Alexander was born in 1534 in Milan, Italy, to an important Genoese family. He joined the Barnabites, which had been recently founded by St. Antony Zaccharia, at the age of seventeen, and studied at the Order’s college at Pavia, which he also endowed with a library and at which he taught philosophy and theology. He was ordained in 1556, at only 22 years old.
Alexander became the confessor for St. Charles Borromeo and Cardinal Sfondrati (later Pope Gregory XIV). He earned a reputation as a zealous preacher while in Pavia. When he was 33, Alexander was elected general of his congregation.
In 1570 Alexander began 20 years of service to the Church as a bishop of Corsica in Aleria, becoming known as the “Apostle of Corsica.” He made great efforts to reform the Church there, where the faith seemed all but dead and the people were involved in various corruptions. By personally visiting all of the parishes, he helped to rekindle the life of faith of the clergy and parishioners. Where the clergy and people were in a state of ignorance, Bishop Alexander would enlighten them, explaining the decrees of the Council of Trent. (His friend, St.

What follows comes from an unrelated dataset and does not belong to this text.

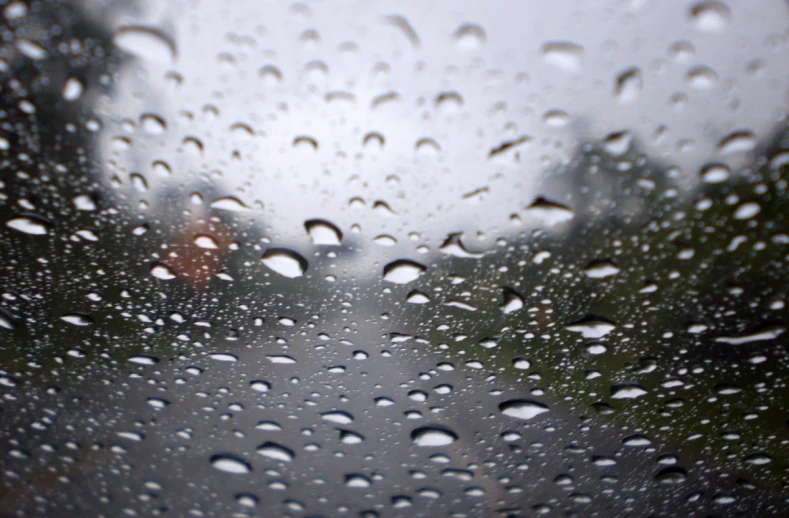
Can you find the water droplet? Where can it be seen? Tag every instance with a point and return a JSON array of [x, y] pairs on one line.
[[524, 409], [145, 42], [230, 464], [260, 386], [601, 268], [285, 262], [715, 173], [73, 89], [323, 232], [77, 319], [229, 203], [628, 85], [403, 271], [710, 16], [29, 225], [627, 391], [338, 417], [469, 37], [162, 271], [618, 143], [144, 359], [348, 437], [702, 78], [84, 202], [31, 49], [276, 451], [564, 55], [747, 210], [357, 481], [758, 336], [513, 301], [592, 326], [433, 436], [205, 241], [455, 247], [223, 357], [737, 142], [549, 212]]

Philip Neri, considered that Sauli’s reforms had transformed the disreputable Corsican diocese into a model for others.)
Pope Gregory XIV appointed him Bishop of Pavia in 1591. It is reported that Bishop Alexander performed miracles of prophecy, healing, and calming of storms both during his life and after his death. He was known to be a learned man with great aptitude for canon law, preaching, and catechesis, leaving a number of catechetical works.
Alexander died on October 11, 1592 in Pavia. He was beatified in 1742 by Pope Benedict XIV and canonized in 1904 by Pope St. Pius X.